To be used later as a garnish to his beautiful, elevating talk. The attraction for me, which has little to do with inscriptions, was partly stated in the last sketch, and I may come to it again by-and-by.

Nevertheless, I cannot saunter or sit down among these memorials without paying some attention to the lettering on them, and always with greatest interest in those which time and weather and the corrosive lichen have made illegible. The old stones that are no longer visited, on which no fresh-gathered flower is ever laid, which mark the last resting-places of the men and women who were once the leading members of the little rustic community, and are now forgotten for ever, whose bones for a century past have been crumbling to dust. And the children's children, and remoter descendants of these dead, where are they? since one refuses to believe that they inhabit this land any longer. Under what suns, then, by what mountains and what mighty rivers, on what great green or sun-parched plains and in what roaring cities in far-off continents? They have forgotten; they have no memory nor tradition of these buried ones, nor perhaps even know the name of this village where they lived and died. Yet we believe that something from these same dead survives in them - something, too, of the place, the village, the soil, an inherited memory and emotion. At all events we know that, wheresoever they may be, that their soul is English still, that they will hearken to their mother's voice when she calls and come to her from the very ends of the earth.

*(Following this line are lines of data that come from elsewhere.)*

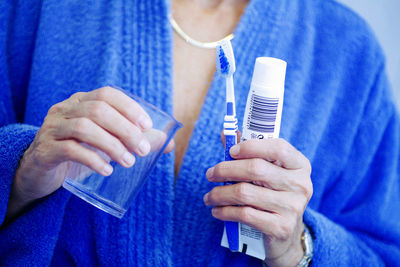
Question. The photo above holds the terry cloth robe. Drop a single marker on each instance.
(338, 111)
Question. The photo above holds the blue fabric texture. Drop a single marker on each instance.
(338, 111)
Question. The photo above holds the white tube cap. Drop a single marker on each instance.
(269, 72)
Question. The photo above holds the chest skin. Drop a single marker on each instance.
(194, 67)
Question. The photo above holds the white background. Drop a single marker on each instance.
(384, 18)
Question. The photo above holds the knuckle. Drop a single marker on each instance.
(68, 149)
(56, 108)
(77, 95)
(97, 110)
(127, 134)
(305, 187)
(219, 169)
(246, 214)
(104, 93)
(285, 230)
(296, 207)
(81, 127)
(48, 124)
(242, 192)
(255, 167)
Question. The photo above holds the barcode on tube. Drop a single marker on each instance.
(262, 114)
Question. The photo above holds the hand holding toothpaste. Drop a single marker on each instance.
(272, 191)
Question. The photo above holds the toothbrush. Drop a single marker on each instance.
(225, 62)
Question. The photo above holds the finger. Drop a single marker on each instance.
(278, 151)
(170, 146)
(272, 225)
(246, 194)
(85, 130)
(71, 150)
(111, 120)
(255, 170)
(239, 135)
(125, 105)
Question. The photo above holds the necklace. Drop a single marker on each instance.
(190, 40)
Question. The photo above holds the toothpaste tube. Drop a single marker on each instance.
(262, 119)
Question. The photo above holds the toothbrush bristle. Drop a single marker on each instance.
(225, 58)
(223, 62)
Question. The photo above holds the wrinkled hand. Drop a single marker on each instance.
(105, 119)
(272, 191)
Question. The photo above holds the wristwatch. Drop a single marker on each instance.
(308, 246)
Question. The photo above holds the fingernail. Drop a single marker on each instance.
(205, 198)
(214, 211)
(107, 170)
(145, 122)
(210, 172)
(234, 151)
(128, 159)
(144, 147)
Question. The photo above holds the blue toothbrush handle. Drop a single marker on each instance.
(230, 141)
(232, 228)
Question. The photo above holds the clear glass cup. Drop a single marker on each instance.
(115, 193)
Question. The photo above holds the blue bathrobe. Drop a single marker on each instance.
(338, 111)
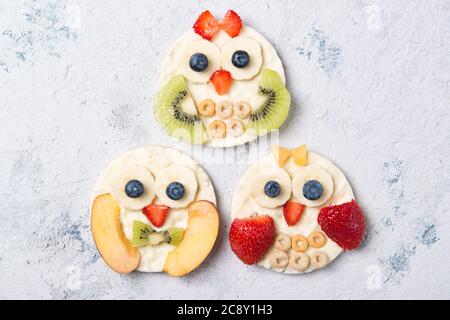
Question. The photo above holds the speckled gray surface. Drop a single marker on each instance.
(371, 90)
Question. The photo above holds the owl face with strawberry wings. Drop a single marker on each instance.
(222, 84)
(294, 212)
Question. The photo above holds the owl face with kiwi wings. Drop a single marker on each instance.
(223, 84)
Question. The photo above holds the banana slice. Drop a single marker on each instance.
(134, 172)
(180, 174)
(272, 174)
(312, 172)
(212, 53)
(253, 50)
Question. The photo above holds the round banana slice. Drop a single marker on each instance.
(310, 173)
(277, 175)
(252, 48)
(212, 53)
(180, 174)
(134, 172)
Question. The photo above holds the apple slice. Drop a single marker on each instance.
(112, 244)
(198, 240)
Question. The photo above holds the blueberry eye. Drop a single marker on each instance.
(198, 62)
(312, 190)
(134, 188)
(240, 59)
(175, 191)
(272, 189)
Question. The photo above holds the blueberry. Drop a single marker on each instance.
(272, 189)
(198, 62)
(312, 190)
(175, 191)
(240, 59)
(134, 188)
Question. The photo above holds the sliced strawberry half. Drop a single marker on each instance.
(156, 214)
(250, 238)
(221, 80)
(344, 224)
(206, 25)
(231, 23)
(292, 211)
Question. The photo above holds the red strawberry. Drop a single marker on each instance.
(206, 25)
(156, 214)
(221, 79)
(344, 224)
(231, 23)
(250, 238)
(292, 212)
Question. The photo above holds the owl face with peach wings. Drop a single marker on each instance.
(223, 84)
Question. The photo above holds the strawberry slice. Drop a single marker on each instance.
(231, 23)
(206, 25)
(292, 212)
(250, 238)
(344, 224)
(222, 80)
(156, 214)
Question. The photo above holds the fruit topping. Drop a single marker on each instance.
(250, 238)
(312, 190)
(231, 23)
(279, 259)
(237, 127)
(292, 212)
(221, 80)
(283, 242)
(300, 155)
(299, 261)
(242, 109)
(176, 186)
(206, 25)
(173, 106)
(312, 182)
(207, 108)
(274, 110)
(277, 175)
(217, 129)
(198, 62)
(224, 109)
(175, 190)
(272, 189)
(144, 235)
(240, 59)
(299, 243)
(134, 188)
(317, 239)
(319, 259)
(156, 214)
(343, 223)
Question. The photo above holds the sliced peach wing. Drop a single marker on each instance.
(112, 244)
(198, 240)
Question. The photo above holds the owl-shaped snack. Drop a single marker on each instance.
(154, 209)
(222, 84)
(294, 212)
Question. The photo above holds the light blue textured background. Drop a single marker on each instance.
(371, 90)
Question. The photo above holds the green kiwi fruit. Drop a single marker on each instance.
(275, 108)
(144, 235)
(178, 122)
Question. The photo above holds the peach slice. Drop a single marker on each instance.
(112, 244)
(198, 240)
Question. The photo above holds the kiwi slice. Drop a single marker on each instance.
(175, 110)
(275, 107)
(144, 235)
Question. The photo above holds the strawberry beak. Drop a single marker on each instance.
(221, 80)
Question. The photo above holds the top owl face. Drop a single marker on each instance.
(223, 84)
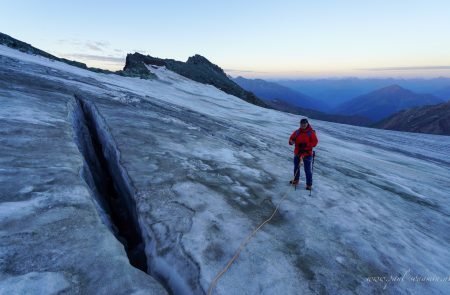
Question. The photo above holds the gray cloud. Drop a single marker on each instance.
(245, 71)
(407, 68)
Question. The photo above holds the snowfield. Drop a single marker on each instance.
(201, 170)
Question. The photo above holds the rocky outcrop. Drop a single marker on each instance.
(196, 68)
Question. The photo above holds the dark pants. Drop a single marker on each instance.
(307, 161)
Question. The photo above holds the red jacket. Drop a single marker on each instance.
(305, 140)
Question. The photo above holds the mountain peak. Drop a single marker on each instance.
(198, 59)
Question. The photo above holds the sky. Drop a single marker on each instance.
(254, 39)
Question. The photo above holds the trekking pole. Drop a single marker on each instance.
(312, 171)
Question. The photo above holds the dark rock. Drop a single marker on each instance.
(196, 68)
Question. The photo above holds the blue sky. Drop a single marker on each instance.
(269, 39)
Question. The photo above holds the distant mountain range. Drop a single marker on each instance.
(196, 68)
(362, 110)
(384, 102)
(433, 119)
(269, 91)
(337, 91)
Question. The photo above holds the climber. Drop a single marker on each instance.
(305, 140)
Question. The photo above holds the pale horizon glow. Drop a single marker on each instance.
(254, 39)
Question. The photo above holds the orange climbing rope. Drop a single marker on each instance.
(249, 237)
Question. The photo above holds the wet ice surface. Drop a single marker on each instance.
(207, 169)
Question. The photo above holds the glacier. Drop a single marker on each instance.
(200, 170)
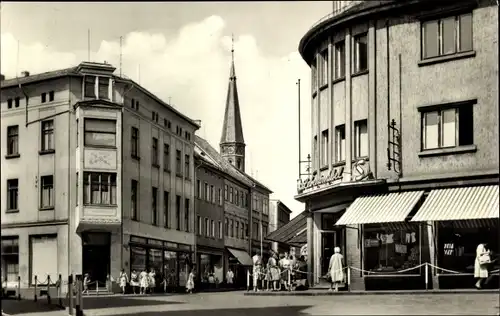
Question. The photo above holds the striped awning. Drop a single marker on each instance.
(459, 204)
(381, 208)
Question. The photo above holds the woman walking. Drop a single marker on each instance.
(336, 269)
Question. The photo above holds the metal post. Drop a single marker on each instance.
(48, 290)
(36, 281)
(19, 287)
(70, 294)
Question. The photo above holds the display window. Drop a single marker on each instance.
(391, 250)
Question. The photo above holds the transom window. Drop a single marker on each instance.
(447, 128)
(99, 188)
(100, 132)
(447, 36)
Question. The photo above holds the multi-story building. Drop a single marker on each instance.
(405, 141)
(279, 216)
(106, 171)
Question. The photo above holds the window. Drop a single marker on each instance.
(166, 157)
(10, 259)
(89, 87)
(314, 75)
(166, 205)
(99, 188)
(447, 36)
(340, 143)
(198, 189)
(361, 139)
(447, 127)
(178, 211)
(134, 194)
(391, 250)
(178, 165)
(324, 148)
(186, 166)
(200, 225)
(339, 71)
(13, 140)
(360, 53)
(12, 194)
(154, 206)
(324, 68)
(104, 88)
(46, 192)
(154, 152)
(47, 135)
(100, 133)
(186, 214)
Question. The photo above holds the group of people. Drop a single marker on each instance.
(281, 271)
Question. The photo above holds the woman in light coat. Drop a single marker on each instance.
(481, 264)
(336, 270)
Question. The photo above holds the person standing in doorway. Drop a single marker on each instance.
(336, 269)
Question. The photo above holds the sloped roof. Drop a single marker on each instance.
(293, 233)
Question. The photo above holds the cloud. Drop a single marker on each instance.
(192, 69)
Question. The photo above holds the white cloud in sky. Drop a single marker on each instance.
(192, 69)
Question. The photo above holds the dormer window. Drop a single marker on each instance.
(89, 87)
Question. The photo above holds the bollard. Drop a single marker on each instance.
(48, 290)
(349, 279)
(79, 298)
(18, 288)
(426, 277)
(36, 281)
(59, 290)
(70, 294)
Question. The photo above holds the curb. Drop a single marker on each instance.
(360, 293)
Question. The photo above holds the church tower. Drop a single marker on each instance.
(232, 144)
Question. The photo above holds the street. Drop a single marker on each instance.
(235, 303)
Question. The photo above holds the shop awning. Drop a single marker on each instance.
(381, 208)
(287, 233)
(242, 256)
(459, 204)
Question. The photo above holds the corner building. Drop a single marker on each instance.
(96, 177)
(405, 141)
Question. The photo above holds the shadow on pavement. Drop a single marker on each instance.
(262, 311)
(14, 307)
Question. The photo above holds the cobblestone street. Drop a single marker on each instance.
(237, 304)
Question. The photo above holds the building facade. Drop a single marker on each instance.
(404, 141)
(279, 216)
(110, 182)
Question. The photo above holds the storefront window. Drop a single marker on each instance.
(170, 268)
(137, 259)
(457, 246)
(391, 250)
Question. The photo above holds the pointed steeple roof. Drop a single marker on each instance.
(232, 130)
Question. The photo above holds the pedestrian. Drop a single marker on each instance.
(123, 280)
(190, 282)
(144, 281)
(229, 277)
(335, 269)
(483, 259)
(134, 281)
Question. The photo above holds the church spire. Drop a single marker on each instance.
(232, 143)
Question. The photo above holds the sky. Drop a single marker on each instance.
(181, 51)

As to the modern stones with inscriptions made so plain that you can read them at a distance of twenty yards, one cultivates the art of not seeing them, since if you look attentively at them and read the dull formal inscription, the disgust you will experience at their extreme ugliness will drive you from the spot, and so cause you to miss some delicate loveliness lurking there, like a violet "half hidden from the eye." But I need not go into this subject here, as I have had my say about it in a well-known book - Hampshire Days.

The stones I look at are of the seventeenth, eighteenth and first half of the nineteenth centuries, for even down to the fifties of last century something of the old tradition lingered on, and not all the stones were shaped and lettered in imitation of an auctioneer's advertisement posted on a barn door.

In reading the old inscriptions, often deciphered with difficulty after scraping away the moss and lichen, we occasionally discover one that has the charm of quaintness, or which touches our heart or sense of humour in such a way as to tempt us to copy it into a note-book.